Extracting Death Count from Accident Reports Using Python#
Today, I wrote a function in Python to identify the number of deaths in accident reports in the civil engineering industry. Here is my design approach:
- After observation, I found that 80% of accident reports have a consistent pattern when it comes to recording the number of deaths, which is "XX people died," where XX can be either in Chinese characters or Arabic numerals.
- Therefore, I designed a regular expression,
pattern_death = r'([\d\w]+)(人死亡|名工人死亡)'
, to identify this pattern. - During testing with several investigation reports from Anhui Province, I found that this recognition pattern also extracts the text before "XX people died," such as "5 people died in the project," until it encounters punctuation marks, because
([\d\w]+)
means extracting any number of Chinese characters or digits. - As a result, I designed a second regular expression,
pattern_death_num = r'(\d+|[零一二两三四五六七八九十百千万]+)(人死亡|名工人死亡)'
, to identify the numbers (whether in Chinese or Arabic) in the sentences recognized by the previous pattern. - Then, I downloaded a third-party library called cn2an to convert Chinese numerals into mathematical digits.
- I stored the recognized numbers in a dictionary and marked the sentences that contain "death" but without recognized numbers as "to be confirmed."
Although it may seem effortless as I describe it here, what you may not know is how long it took me to reach this point from the beginning and how much time I spent on designing the logic for recognizing conditions, avoiding errors, and storing the recognized data.
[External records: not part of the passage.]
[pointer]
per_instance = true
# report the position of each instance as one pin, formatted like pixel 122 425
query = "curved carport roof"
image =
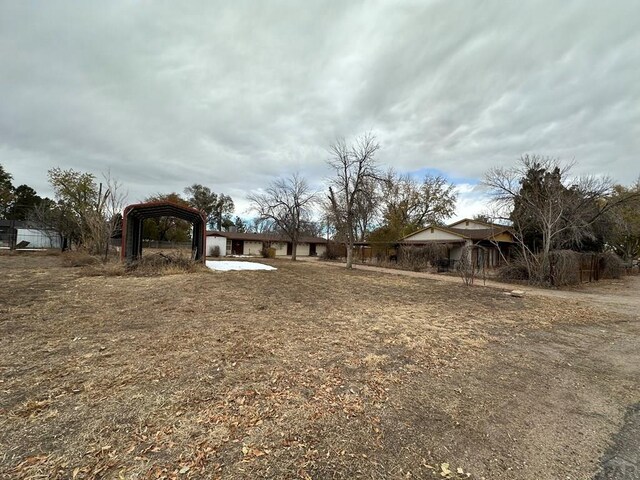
pixel 134 215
After numerous errors and iterations, the program is now functional, and this approach can extract death counts from 393 accident reports out of 393-56.
You may wonder why there are clearly 57 files marked as "to be confirmed" on the graph, so shouldn't the number of extracted data be 383-57?
Indeed, the missing file is the protagonist I want to talk about today.
The Difference of a Single Word's Workload#
This particular data consistently caused errors, and I had to test each file from each province to identify the problematic one.
I discovered that the reason for the error was that the program did recognize "X people died" and extracted "X," but the file causing the error used "两人死亡" instead of "二人死亡". The library cn2an, which specifically converts Chinese numerals into Arabic digits, can only recognize "二" and cannot recognize "两".
Therefore, I had to design a new logical statement. If "两" is recognized, it is changed to "二," and then cn2an is used to convert it into Arabic digits.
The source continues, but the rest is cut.